Exploding Bat Syndrome is no reason to instantly promote a guy to the Majors. Its probably a better indication that a guy should be promoted to the intensive care unit. But my curiosity for Rizzotti’s predicament stems from more than just recent success.
The guy has played everywhere in our system, from the Gulf Coast to Lehigh Valley, and everywhere in between. If a team has a “Phillies affiliate” (Why don’t they just fucking say “aphillieate” already? It writes itself and they can’t act like they don’t shamelessly abuse the ‘ph’ thing) tag on its website, Matt Rizzotti has been featured in a game recap on it.
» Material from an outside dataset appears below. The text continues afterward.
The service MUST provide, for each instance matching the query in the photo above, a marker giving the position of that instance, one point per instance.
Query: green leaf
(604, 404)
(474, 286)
But never has he appeared as a defensive fill-in; never has a backwards-bending knee or horrifically shattered pelvis made his presence in Philadelphia suddenly essential. In fact, its starting to look like he ay never get here for any reason, no matter how disgusting it is to watch on replay.
“Defensively limited as a first baseman and tailor made for the American League.”
–John Nalbone, The Trenton Times
That’s exactly what I did not want to hear, John Nalbone. This was after a night when Rizz went 3-for-5 with a HR. He has the third highest batting average in the Eastern League.
Is it even accurate to call him a “prospect” anymore? Is there anything “prospective” about his future with the Phillies? No. Its one thing to say Ryan Howard blocks him on the professional level; that’s like a giant man breaking into your house and swallowing your future. But to have to explain to friends and relatives that Jeff Larish is also a big reason why you aren’t at the peak of your profession raises a hole host of new questions. I would assume that meant Jeff hit somebody with his car on their way to a job interview.
But no! No, Matt Rizzotti’s fate has all but been resigned to mid-season of this year, when he will at least be shoved on stage in front of other team’s representatives and forced to dance and preen like a prostitute. AND NO ONE DESERVES THAT. Least of all the Eastern League’s third most dangerous hitter. And it’s tough to accept that an offensive powerhouse within our bowels–in an era that seems increasingly defined by failure quarantined to the batter’s box–will spend the most professional nights of career in another team’s uniform.
Either that or he’ll be “backup-Ross Gload” for the only team in the league who employs a “Ross Gload.”